Here is the context I've been using: 

«Губернаторам, градоначальникам, начальникам областей и губернским жандармским управлениям. По полученным в департаменте полиции сведениям, евреи посредством многочисленных подпольных организаций в настоящее время усиленно заняты революционною пропагандою, при чем, с целью возбуждения общего недовольства в России, они, помимо преступной агитации в войсках и крупных промышленных и заводских центрах Империи, а равно и подстрекательств к забастовкам, избрали еще два важных фактора — искусственное вздорожание предметов первой необходимости и исчезновение из обращения звонкой монеты. Исходя из тех соображений, что ни военные неудачи, ни революционная агитация не оказывают серьезного влияния на народные массы, революционеры и их вдохновители евреи, а также тайные сторонники Германии, намереваются вызвать общее недовольство и протест против войны путем голода и чрезмерного вздорожания жизненных продуктов.
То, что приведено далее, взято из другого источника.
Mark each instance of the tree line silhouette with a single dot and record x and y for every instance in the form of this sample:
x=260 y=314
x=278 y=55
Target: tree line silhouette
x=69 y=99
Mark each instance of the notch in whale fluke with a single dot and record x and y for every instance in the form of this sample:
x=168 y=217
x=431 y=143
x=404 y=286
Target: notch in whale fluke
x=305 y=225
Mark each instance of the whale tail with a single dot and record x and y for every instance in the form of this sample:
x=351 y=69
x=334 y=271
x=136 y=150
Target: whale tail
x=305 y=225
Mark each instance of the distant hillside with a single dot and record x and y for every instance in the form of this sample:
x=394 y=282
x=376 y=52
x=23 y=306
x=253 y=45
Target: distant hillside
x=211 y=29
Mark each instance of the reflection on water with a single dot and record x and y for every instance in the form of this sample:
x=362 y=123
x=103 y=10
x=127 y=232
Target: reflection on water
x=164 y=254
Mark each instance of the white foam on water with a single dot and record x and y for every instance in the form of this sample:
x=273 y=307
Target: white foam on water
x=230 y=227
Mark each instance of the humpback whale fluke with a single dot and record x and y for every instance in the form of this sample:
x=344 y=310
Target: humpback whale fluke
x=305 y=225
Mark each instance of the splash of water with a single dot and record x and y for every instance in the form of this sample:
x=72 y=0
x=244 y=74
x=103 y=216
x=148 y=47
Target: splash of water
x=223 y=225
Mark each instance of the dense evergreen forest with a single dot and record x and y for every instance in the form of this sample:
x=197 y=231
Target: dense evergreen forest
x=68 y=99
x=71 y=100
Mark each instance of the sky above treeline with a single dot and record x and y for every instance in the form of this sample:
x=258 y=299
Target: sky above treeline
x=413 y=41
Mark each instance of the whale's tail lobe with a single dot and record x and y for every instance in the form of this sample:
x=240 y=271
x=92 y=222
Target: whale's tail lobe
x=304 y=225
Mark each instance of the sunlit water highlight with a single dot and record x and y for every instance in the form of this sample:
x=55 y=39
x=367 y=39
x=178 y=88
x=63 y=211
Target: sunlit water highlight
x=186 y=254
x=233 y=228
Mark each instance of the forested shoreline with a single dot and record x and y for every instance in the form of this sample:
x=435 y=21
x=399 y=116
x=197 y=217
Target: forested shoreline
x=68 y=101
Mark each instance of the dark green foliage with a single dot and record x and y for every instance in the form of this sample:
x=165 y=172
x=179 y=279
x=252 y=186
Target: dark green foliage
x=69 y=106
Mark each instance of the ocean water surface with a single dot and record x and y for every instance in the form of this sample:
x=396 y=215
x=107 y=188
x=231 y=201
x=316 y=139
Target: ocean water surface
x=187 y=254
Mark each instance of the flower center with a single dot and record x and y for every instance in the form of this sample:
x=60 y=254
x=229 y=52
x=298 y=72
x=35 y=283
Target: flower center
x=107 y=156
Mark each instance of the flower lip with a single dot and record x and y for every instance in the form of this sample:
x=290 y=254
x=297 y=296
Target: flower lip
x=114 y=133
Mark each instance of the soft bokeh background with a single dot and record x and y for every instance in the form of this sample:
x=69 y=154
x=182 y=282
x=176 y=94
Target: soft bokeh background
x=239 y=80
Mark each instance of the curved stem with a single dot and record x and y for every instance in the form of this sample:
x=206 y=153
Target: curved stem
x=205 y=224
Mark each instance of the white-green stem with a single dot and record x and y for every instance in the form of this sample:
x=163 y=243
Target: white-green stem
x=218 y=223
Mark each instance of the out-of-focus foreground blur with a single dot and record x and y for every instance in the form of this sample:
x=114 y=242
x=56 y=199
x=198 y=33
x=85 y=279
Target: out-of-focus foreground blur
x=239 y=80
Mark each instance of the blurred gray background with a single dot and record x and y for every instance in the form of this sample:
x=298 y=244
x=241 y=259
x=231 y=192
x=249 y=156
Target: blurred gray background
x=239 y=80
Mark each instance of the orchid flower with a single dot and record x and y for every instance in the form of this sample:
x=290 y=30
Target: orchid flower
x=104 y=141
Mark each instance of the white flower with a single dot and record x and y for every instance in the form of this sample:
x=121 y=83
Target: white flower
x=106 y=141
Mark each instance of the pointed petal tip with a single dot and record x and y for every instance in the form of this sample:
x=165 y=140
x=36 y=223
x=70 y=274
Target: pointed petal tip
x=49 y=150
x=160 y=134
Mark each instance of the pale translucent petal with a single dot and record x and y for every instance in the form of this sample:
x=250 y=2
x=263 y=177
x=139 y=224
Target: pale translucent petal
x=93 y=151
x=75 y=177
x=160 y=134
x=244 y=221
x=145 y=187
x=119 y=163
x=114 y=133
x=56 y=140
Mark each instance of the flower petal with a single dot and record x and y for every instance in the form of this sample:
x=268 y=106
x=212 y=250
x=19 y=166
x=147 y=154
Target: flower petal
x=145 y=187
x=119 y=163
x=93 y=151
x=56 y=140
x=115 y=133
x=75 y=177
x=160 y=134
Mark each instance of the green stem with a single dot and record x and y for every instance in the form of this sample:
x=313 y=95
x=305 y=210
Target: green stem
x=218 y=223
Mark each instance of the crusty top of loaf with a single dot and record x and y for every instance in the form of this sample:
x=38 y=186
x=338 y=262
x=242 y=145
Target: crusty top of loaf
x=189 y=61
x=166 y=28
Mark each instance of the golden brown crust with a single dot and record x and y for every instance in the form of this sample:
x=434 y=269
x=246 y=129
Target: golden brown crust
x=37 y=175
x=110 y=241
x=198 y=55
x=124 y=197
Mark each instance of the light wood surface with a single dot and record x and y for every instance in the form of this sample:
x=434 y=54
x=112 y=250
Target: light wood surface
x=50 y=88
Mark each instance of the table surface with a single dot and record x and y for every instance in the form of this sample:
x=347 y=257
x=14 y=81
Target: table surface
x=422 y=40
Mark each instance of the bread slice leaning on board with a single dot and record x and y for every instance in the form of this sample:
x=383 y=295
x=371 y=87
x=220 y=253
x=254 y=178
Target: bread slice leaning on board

В этих видах злонамеренные коммерсанты несомненно скрывают товары, замедляют их доставку на места и, насколько возможно, задерживают разгрузку товаров на железнодорожных станциях. Благодаря недостатку звонкой монеты в обращении, евреи стремятся внушить населению недоверие к русским деньгам, обесценить таковые и заставить, таким образом, вкладчиков брать свои сбережения из государственных кредитных учреждений и сберегательных касс, а металлическую монету, как единственную якобы имеющую ценность, прятать. По поводу выпуска разменных марок евреи усиленно распространяют среди населения слухи, что русское правительство обанкротилось, так как не имеет металла даже для монет. Вместе с тем, еврейские агенты повсеместно скупают по повышенной цене серебряную и медную монету. По тем же сведениям, широкое участие евреев в описанной преступной деятельности, повидимому, объясняется стремлением их добиться отмены черты еврейской оседлости, так как и настоящий момент они считают наиболее благоприятным для достижения своих целей путем поддержания смуты в стране. Об изложенном департамент полиции сообщает вам для сведения. И. д. директора Кафафов. За делопроизводителя Броецкий. И. д. регистратора Виноградов»


----------



## nizzebro

Thank you MIDAV for the context;
To me it seems adequate: yes, they had selected two options they would create themselves later, but even if so, the options are anyway presented as _future factors of discontent _- that is, not its direct cause, but additional components that are to sum up and intensify the disorder.
Now I see that I missed an important point: a "factor" is never the main "engine", but only something additional.


----------



## Rosett

MIDAV said:


> the two factors mentioned in the police document are actually supposed to be created or at least actively promoted by the Jews themselves, which doesn’t align well with your quoted definitions and examples


Хотя бы и так. То ли он украл, то ли у него украли… согласно политическим аксиомам, от перемены мест слагаемых политическая сумма (результат - революция) не меняется.
Со словом _фактор_ в данном контексте всё в порядке: по факту, _фактор_ активно используется в рассматриваемом аспекте.


----------